My Mosca, upon hearing my brutal options, almost fainted, and seemed suddenly unable to catch his breath. When he regained his composure, he threw me an incredibly false look, closed one pious eyelid and said:
“Monsieur chevalier, it’s not the promise of life and a few coins that will open my lips, but my conscience, which, for the last three months, has been nagging me over this wicked and damnable enterprise on which I have unwillingly embarked, so astonished am I by all the blood that has to be spilt and the pillaging and murder that are supposed to take place here in Paris. In addition to all the horror and great carnage that are planned, it would mean the ruination and dissipation of the state, so that I would profit very little from the great riches that have been promised me if I were to lose my soul into the bargain and had to take the road to hell.”
“I detest this wily rascal,” broke in Giacomi in Italian, adding, “El mangia santi e caga diaboli.”‡
“Mosca,” I asked, in the same curt and cutting tone, “how much did they promise you?”
“Twenty thousand écus.”
“The king will give you an equal amount.”
“Ah, Monsieur chevalier,” replied Mosca, “it’s not the gold that motivates me, but my duty as a natural-born Frenchman, citizen of the first city in France, where my king was crowned and where I pledged my obedience at the time when I served as the lieutenant of the provostry of the Île-de-France. So much so that if some revolt were planned against the state, given the wages and profits that His Majesty bestows on me, I would b
e bound to warn him of it. Given these considerations, together with those that I’ve mentioned, and that I hold very dear to my heart—”
“Repeat those words, I beg you, Mosca—I didn’t quite hear them.”
“Which ones, Monsieur chevalier?” said Mosca, screwing up his eyes.
“The last ones.”
“I hold very dear to my heart.”
“Ah, that’s very good. Go on, I beg you.”

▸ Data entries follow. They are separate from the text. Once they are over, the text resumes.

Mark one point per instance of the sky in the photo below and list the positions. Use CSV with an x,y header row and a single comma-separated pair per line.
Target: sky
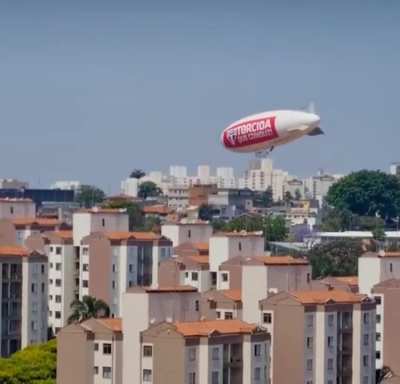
x,y
91,89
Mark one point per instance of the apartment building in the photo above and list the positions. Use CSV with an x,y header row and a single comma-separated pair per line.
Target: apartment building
x,y
225,351
387,298
265,275
320,337
63,277
24,298
376,267
226,245
12,208
17,230
160,304
90,352
97,219
111,262
222,304
187,231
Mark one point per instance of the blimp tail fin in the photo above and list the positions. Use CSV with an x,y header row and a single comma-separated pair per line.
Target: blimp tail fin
x,y
316,131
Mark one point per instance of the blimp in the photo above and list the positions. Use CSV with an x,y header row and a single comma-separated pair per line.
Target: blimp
x,y
262,132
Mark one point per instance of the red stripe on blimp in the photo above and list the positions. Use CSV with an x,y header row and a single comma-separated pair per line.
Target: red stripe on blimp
x,y
250,132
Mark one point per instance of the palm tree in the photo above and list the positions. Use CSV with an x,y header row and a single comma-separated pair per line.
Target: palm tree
x,y
88,307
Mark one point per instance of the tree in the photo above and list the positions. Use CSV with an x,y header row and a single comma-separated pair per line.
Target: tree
x,y
35,364
264,199
335,258
149,189
89,195
87,308
137,174
275,228
287,197
135,214
367,193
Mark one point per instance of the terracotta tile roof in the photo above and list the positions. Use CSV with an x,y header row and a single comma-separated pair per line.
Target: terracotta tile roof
x,y
324,297
282,260
175,288
205,328
103,210
198,259
351,280
133,236
232,294
13,250
66,235
115,324
41,221
158,209
238,234
201,246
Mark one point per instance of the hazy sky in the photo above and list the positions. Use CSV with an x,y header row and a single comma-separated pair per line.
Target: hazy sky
x,y
92,89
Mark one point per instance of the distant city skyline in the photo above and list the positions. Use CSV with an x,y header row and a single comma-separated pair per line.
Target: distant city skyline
x,y
91,90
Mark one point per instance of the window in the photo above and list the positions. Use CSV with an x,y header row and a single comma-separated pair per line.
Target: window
x,y
267,318
192,377
107,349
192,354
147,375
215,353
106,372
215,377
228,315
147,351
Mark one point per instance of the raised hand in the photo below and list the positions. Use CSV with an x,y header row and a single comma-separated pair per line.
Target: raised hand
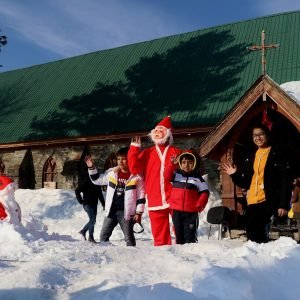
x,y
89,161
136,140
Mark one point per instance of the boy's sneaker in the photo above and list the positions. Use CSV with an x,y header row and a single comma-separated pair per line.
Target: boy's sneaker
x,y
82,234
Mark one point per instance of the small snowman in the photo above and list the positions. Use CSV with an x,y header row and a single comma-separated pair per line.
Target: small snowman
x,y
10,210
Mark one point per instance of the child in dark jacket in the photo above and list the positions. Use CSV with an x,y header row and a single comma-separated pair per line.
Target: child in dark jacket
x,y
88,196
189,196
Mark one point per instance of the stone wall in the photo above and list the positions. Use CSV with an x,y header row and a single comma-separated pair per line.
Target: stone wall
x,y
67,160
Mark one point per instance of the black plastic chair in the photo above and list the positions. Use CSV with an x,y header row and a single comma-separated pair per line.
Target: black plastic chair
x,y
219,215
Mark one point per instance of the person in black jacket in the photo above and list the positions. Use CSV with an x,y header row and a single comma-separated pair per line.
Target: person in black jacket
x,y
88,195
267,177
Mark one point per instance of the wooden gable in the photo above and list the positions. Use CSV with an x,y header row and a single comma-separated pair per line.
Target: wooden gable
x,y
263,92
232,135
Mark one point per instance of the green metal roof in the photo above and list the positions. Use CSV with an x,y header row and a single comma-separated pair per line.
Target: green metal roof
x,y
196,77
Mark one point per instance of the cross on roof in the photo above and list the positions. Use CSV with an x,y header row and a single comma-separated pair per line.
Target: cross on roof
x,y
263,48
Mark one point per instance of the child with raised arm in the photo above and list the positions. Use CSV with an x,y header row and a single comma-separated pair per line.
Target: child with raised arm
x,y
125,197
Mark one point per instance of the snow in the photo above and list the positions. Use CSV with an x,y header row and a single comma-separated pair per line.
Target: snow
x,y
292,88
45,258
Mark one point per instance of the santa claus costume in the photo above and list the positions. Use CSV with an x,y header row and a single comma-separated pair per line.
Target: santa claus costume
x,y
154,162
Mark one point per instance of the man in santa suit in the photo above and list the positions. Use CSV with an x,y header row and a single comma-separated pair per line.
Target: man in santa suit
x,y
154,163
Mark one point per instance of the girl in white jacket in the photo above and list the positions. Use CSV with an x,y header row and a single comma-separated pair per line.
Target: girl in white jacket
x,y
125,197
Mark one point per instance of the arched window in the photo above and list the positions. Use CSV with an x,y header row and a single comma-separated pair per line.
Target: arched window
x,y
49,171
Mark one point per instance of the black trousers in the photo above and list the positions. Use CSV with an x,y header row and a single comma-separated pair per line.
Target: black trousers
x,y
185,226
258,220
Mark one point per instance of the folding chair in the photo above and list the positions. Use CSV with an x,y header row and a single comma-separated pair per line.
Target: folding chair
x,y
218,215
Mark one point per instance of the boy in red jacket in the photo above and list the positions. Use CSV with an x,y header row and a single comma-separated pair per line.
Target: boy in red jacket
x,y
189,196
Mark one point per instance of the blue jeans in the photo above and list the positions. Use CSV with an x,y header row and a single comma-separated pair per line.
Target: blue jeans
x,y
90,225
112,221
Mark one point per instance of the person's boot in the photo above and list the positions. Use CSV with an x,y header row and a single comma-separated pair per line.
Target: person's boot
x,y
82,233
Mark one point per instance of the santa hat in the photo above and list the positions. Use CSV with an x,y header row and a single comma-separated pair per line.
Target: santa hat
x,y
4,182
166,122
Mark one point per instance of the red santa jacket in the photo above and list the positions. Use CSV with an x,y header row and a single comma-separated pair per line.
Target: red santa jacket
x,y
153,162
189,192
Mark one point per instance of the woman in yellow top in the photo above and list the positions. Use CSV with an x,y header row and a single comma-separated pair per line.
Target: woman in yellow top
x,y
267,176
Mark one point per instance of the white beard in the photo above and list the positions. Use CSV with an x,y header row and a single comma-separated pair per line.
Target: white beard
x,y
168,138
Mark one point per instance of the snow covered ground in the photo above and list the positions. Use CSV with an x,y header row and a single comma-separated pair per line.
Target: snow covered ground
x,y
46,259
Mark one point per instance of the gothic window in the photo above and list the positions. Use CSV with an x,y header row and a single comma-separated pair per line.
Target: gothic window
x,y
50,170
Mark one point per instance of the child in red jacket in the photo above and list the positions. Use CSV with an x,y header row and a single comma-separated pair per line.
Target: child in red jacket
x,y
189,196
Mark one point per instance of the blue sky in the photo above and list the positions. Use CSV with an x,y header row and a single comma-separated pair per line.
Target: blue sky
x,y
40,31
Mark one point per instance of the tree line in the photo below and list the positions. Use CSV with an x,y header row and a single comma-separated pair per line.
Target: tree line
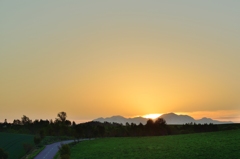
x,y
63,127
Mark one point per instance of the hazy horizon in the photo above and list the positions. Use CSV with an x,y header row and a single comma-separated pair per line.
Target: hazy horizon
x,y
99,59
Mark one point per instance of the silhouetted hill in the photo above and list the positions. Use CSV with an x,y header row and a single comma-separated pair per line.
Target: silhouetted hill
x,y
171,118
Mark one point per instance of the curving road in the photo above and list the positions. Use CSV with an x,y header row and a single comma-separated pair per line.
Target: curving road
x,y
50,150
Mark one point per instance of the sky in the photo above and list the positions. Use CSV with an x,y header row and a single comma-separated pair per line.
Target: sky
x,y
102,58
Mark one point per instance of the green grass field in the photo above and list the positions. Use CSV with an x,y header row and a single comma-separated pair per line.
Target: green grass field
x,y
13,144
213,145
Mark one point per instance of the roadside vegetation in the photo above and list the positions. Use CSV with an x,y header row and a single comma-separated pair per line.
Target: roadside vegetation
x,y
25,137
16,145
214,145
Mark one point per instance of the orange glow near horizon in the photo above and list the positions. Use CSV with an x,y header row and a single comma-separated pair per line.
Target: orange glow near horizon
x,y
152,116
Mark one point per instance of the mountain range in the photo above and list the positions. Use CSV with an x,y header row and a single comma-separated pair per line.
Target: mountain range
x,y
171,118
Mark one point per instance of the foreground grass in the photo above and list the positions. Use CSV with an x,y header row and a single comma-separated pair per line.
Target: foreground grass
x,y
224,144
13,144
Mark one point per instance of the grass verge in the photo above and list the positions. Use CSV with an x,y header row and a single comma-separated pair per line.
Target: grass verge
x,y
214,145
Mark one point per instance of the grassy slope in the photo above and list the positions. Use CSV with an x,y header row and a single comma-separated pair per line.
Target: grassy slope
x,y
13,144
224,144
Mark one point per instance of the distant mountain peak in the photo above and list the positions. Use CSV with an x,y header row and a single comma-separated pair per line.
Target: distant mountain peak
x,y
171,118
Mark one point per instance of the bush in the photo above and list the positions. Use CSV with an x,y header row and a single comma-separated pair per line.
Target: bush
x,y
27,147
3,154
37,139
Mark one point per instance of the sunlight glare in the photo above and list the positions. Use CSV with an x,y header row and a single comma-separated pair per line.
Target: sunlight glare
x,y
152,116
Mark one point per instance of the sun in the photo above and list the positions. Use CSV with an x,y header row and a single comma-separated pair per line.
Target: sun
x,y
151,116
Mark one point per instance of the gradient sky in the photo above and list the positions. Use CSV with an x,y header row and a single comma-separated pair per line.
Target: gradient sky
x,y
96,59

“…I decided to warn the king. But in considering how I’d go about it, I found myself very perplexed and troubled, given the difficulties attendant on it (not to mention the fear of being discovered by the conspirators), so that I remained perplexed and, as it were, sitting on my arse on the ground between two saddles.”
“What do you mean?” I asked.
“Monsieur,” he explained, suddenly opening his eyes wide and looking straight at me, “I couldn’t come to you because you had left on your feigned exile.”
At this blow, I remained silent, Giacomi, Miroul and I exchanging astonished glances.
“Mosca,” I said after a moment, “what do you mean, my ‘feigned’ exile? What are you talking about? Who considers it thus?”
“I do, Monsieur chevalier, and the Holy League. The League believes you to be the most faithful and immutable servant of the king, so much so that your house is marked as one of the first to be attacked and pillaged, and its occupants massacred.”
“Bah!” I said, more shaken than I wanted to appear. “We shall see what we shall see! Monsieur Mosca, let’s get back to our subject. Since I was away, why didn’t you warn Chancellor de Villequier, since you know him?”
“But that’s just it! I do know him,” replied Mosca. “Villequier would immediately have warned the queen mother, and she, to cover herself, would have warned the king. After which, the queen mother and Villequier would have persuaded the king that I was paid by the Huguenots and that my entire report was nothing but lies and falsehoods. So I would have risked being tortured by the king or killed by the League, if Villequier had secretly denounced me to them.”